Deforestation is defined by cutting of tress in a forested area. The deterioration of forest resources and poor economic performance in the Philippines call for a serious rethinking of economic policies addressing both environmental and economic objectives. The recent economic literature suggests the possibility of attaining both macroeconomic growth and sustainability in natural resource use.

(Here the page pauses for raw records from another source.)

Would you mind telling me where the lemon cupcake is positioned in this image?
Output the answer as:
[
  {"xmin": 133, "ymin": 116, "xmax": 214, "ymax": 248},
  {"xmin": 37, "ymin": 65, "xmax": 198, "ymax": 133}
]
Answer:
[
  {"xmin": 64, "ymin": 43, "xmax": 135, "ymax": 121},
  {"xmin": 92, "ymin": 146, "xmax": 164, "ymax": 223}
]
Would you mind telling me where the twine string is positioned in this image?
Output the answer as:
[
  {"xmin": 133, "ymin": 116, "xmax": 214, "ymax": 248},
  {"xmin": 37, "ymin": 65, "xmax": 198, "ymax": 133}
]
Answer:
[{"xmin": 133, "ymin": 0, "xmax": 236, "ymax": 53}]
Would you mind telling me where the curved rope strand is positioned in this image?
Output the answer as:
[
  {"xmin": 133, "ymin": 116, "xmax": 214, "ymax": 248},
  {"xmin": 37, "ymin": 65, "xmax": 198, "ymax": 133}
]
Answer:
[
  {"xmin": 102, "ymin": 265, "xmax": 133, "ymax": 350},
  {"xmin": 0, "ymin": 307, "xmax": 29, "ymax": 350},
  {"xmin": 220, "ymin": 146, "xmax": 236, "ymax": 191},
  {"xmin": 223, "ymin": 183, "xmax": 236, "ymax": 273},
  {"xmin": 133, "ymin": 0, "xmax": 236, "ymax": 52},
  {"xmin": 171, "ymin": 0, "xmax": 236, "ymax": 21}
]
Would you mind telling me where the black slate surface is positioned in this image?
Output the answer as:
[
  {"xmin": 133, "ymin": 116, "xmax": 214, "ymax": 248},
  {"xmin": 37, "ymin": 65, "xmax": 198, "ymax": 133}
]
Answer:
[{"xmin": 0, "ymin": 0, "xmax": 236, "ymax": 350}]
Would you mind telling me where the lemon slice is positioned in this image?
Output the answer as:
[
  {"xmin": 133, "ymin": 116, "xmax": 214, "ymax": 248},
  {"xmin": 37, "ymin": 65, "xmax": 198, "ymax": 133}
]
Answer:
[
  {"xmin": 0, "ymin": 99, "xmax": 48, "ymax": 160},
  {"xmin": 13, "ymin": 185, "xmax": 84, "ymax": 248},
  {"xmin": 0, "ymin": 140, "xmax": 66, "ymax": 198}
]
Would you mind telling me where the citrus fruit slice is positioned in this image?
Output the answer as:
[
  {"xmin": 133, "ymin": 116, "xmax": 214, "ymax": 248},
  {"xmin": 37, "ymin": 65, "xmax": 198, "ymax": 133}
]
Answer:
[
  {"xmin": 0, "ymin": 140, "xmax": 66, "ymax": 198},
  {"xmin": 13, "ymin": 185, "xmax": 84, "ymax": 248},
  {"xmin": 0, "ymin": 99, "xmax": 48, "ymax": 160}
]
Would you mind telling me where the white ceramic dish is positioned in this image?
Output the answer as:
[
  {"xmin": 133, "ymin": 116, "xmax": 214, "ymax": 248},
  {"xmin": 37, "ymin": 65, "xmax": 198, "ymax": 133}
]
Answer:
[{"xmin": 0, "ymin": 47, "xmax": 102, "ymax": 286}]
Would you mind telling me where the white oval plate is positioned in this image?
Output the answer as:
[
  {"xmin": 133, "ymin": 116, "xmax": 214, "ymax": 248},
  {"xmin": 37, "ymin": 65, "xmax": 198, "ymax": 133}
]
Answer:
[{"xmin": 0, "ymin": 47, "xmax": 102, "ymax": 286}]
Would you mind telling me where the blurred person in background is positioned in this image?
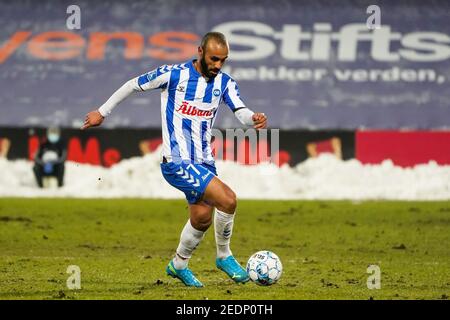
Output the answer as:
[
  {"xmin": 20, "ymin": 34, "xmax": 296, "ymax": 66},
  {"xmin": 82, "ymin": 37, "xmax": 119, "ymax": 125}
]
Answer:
[
  {"xmin": 33, "ymin": 127, "xmax": 67, "ymax": 188},
  {"xmin": 0, "ymin": 137, "xmax": 11, "ymax": 159}
]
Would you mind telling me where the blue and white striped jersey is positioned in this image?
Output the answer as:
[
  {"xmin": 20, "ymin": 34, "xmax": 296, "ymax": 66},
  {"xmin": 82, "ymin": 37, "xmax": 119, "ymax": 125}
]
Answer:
[{"xmin": 134, "ymin": 61, "xmax": 245, "ymax": 163}]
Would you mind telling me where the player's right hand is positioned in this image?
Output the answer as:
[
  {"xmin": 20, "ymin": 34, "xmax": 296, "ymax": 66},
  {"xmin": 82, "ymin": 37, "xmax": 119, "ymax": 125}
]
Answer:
[{"xmin": 81, "ymin": 110, "xmax": 105, "ymax": 130}]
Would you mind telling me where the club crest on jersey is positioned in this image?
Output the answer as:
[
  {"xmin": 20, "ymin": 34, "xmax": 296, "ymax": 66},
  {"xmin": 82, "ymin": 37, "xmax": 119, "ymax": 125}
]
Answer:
[{"xmin": 176, "ymin": 101, "xmax": 213, "ymax": 117}]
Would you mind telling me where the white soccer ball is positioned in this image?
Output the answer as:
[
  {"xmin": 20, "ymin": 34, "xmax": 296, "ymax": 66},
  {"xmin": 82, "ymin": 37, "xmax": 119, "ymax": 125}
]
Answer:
[{"xmin": 247, "ymin": 250, "xmax": 283, "ymax": 286}]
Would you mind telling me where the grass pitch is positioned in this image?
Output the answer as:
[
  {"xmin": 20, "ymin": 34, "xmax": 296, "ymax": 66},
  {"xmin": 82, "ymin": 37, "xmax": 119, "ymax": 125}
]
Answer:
[{"xmin": 0, "ymin": 199, "xmax": 450, "ymax": 300}]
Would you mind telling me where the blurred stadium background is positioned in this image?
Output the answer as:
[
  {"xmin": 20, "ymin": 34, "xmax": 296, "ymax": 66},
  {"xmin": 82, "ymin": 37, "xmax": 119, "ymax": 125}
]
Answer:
[{"xmin": 0, "ymin": 0, "xmax": 450, "ymax": 298}]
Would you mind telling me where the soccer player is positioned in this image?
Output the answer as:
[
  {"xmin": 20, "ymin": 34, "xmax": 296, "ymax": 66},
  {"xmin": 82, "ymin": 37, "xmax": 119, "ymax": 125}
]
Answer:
[{"xmin": 81, "ymin": 32, "xmax": 267, "ymax": 287}]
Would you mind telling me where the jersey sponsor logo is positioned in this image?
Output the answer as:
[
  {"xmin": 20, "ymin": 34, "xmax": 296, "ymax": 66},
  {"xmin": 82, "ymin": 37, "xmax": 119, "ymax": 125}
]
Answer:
[{"xmin": 176, "ymin": 101, "xmax": 213, "ymax": 117}]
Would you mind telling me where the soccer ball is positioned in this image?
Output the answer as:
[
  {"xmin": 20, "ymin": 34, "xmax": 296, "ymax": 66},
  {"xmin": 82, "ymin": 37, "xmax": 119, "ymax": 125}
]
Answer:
[{"xmin": 247, "ymin": 250, "xmax": 283, "ymax": 286}]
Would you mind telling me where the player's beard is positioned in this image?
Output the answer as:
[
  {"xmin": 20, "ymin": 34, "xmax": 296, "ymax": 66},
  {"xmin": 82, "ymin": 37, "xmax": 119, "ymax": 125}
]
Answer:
[{"xmin": 200, "ymin": 53, "xmax": 219, "ymax": 78}]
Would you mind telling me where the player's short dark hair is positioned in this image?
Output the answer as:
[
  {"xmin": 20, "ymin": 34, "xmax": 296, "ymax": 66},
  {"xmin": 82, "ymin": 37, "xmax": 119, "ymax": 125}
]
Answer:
[{"xmin": 200, "ymin": 31, "xmax": 228, "ymax": 50}]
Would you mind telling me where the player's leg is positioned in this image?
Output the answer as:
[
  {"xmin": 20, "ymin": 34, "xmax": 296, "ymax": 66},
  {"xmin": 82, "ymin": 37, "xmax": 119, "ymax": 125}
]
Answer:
[
  {"xmin": 33, "ymin": 164, "xmax": 44, "ymax": 188},
  {"xmin": 167, "ymin": 202, "xmax": 214, "ymax": 287},
  {"xmin": 203, "ymin": 177, "xmax": 249, "ymax": 282}
]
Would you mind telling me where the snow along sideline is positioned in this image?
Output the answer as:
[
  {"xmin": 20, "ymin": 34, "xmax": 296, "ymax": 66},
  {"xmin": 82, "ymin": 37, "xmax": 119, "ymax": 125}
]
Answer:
[{"xmin": 0, "ymin": 153, "xmax": 450, "ymax": 200}]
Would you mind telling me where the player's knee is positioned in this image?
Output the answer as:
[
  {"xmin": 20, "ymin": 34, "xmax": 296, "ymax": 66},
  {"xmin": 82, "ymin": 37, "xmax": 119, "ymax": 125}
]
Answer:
[{"xmin": 191, "ymin": 213, "xmax": 212, "ymax": 231}]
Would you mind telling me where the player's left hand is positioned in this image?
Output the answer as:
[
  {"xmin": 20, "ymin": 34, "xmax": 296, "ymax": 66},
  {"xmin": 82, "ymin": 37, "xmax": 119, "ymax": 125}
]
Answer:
[{"xmin": 252, "ymin": 113, "xmax": 267, "ymax": 129}]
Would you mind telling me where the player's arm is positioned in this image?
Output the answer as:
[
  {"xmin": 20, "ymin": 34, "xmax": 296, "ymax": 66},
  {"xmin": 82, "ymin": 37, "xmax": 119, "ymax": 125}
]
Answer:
[
  {"xmin": 223, "ymin": 79, "xmax": 267, "ymax": 129},
  {"xmin": 81, "ymin": 68, "xmax": 169, "ymax": 130}
]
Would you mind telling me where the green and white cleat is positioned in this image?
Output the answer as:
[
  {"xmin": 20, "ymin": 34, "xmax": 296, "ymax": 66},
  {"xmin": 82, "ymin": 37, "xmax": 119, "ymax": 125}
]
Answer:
[
  {"xmin": 166, "ymin": 261, "xmax": 203, "ymax": 288},
  {"xmin": 216, "ymin": 256, "xmax": 250, "ymax": 283}
]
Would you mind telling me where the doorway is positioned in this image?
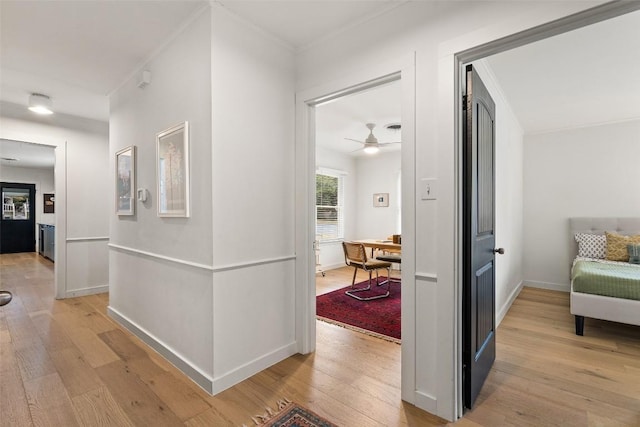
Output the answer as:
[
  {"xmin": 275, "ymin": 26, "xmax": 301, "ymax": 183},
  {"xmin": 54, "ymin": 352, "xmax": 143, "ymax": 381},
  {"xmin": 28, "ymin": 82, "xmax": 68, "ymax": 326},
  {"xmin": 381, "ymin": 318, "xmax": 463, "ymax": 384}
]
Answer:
[
  {"xmin": 0, "ymin": 182, "xmax": 36, "ymax": 254},
  {"xmin": 456, "ymin": 0, "xmax": 640, "ymax": 413},
  {"xmin": 314, "ymin": 79, "xmax": 402, "ymax": 342},
  {"xmin": 296, "ymin": 54, "xmax": 415, "ymax": 402}
]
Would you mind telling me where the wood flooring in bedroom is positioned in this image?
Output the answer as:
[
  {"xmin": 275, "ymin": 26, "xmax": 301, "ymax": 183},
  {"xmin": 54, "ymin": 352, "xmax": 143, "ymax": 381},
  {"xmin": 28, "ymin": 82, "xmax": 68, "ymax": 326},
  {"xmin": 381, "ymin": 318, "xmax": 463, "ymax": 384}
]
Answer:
[{"xmin": 0, "ymin": 254, "xmax": 640, "ymax": 427}]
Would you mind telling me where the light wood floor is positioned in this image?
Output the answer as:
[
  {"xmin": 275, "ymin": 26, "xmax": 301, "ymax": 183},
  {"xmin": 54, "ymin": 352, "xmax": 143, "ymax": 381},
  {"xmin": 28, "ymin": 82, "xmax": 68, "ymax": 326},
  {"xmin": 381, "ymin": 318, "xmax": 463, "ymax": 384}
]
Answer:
[{"xmin": 0, "ymin": 254, "xmax": 640, "ymax": 427}]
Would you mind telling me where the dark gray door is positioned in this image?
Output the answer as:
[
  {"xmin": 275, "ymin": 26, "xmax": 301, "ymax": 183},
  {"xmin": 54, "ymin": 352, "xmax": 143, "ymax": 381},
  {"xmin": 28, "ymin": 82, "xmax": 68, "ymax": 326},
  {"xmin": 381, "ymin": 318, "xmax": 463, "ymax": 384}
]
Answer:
[
  {"xmin": 462, "ymin": 65, "xmax": 496, "ymax": 408},
  {"xmin": 0, "ymin": 182, "xmax": 36, "ymax": 254}
]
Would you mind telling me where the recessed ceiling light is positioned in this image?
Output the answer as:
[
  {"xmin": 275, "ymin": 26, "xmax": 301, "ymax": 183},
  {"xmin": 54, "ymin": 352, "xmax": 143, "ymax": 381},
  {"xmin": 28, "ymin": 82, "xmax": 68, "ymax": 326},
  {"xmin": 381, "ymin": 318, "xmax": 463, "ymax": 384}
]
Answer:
[{"xmin": 29, "ymin": 93, "xmax": 53, "ymax": 114}]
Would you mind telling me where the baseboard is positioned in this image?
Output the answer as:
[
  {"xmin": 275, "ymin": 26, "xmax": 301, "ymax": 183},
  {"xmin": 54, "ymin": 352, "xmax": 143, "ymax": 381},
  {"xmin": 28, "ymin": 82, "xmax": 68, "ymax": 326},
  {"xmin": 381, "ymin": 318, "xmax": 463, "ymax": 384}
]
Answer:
[
  {"xmin": 64, "ymin": 285, "xmax": 109, "ymax": 298},
  {"xmin": 107, "ymin": 306, "xmax": 213, "ymax": 394},
  {"xmin": 415, "ymin": 390, "xmax": 438, "ymax": 414},
  {"xmin": 496, "ymin": 282, "xmax": 524, "ymax": 326},
  {"xmin": 213, "ymin": 341, "xmax": 298, "ymax": 394},
  {"xmin": 524, "ymin": 280, "xmax": 571, "ymax": 292},
  {"xmin": 320, "ymin": 262, "xmax": 346, "ymax": 271}
]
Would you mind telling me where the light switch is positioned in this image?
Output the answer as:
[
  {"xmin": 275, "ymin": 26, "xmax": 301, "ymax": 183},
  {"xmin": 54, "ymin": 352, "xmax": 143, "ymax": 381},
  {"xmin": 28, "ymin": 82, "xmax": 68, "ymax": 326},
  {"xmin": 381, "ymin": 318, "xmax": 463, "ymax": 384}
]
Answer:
[{"xmin": 420, "ymin": 178, "xmax": 438, "ymax": 200}]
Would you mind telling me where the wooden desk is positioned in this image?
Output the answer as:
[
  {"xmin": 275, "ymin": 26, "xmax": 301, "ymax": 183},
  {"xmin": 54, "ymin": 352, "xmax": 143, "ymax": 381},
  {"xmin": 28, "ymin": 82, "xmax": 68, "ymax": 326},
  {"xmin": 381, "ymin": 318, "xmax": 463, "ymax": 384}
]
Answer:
[{"xmin": 354, "ymin": 239, "xmax": 402, "ymax": 257}]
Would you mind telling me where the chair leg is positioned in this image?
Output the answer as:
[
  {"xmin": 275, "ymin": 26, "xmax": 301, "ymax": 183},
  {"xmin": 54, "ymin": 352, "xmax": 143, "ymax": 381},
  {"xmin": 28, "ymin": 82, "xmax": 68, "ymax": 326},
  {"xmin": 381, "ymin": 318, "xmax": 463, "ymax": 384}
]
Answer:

The Philippines has exploited its forest resources at least for the last 100 years. Evidence of economic growth and development could have justified the negative effects on the environment of extensive logging activities at least before the 1980s when environmental issues are non-existent. The Philippines, located between the equator and the Tropic of Cancer in Southeast Asia, is one of the largest archipelagoes in the world. With approximately 7100 islands, the land area of this country is 299 400 km 2 (FAO,1981; Baconguis et al. , 1990 ). It comprises three major island groups: Luzon, Visayas and Mindanao. The main types of forest vegetation of the Philippine islands are dipterocarp, mangrove, pine and mossy (or cloud forests). Most of the commercially valuable species are members of the Dipterocarpaceae(Ooi, 1987; Garrity et al. , 1992). Disappearance and degradation of forests are among the most significantissues of natural resources management in the Philippines. The country was 90% forested when the Spaniards conquered the islands in the middle of the sixteenth century (Westoby, 1989). By 1900, forest cover was reduced to 70% (Garrity et al. , 1992 ). The establishment of plantations of export crops led to a tremendous loss of forests in the nineteenth century. During World War II, forest logging decreased because of the decline of the timber industry. On the other hand, forest clearing increased because a large number of Filipinos took refuge in the forests and practiced farming therein. The overall effect of these factors on forest cover is unknown (Garrity et al. , 1992 ).
The Philippine population stood at 1. 5 million in 1799 and at 7. 6 million in 1903. It grew to 19. 2 million by 1948 and by 1960 it stood at 27 million. The Philippines’ average annual population growth rate was around 2 per cent from 1918 to 1948. From 1960 to 1980, the average annual growth rate was around 2. 8 per cent. The period where the growth rate of the population started to reach almost 3 per cent was in 1960. This is the same period when log exports started to rise to 57. 5 per cent, indicating that factors other than an increase in (domestic) population were affecting forest cover. The Philippine government maintains that classified forestland, which is considered in the public domain, should remain at 40 per cent of the total land area in the country despite the fact that forested land only amounts to around 13 per cent of total land or 27 per cent of classified forestland2. Land use issues are crucial in the face of increasing population and demand for commercial uses of land, especially in land constraint economies. Hence, the Philippine government should determine the right balance between forest areas subjected to logging, and national parks as well as lands for agricultural and other non-forestland activities.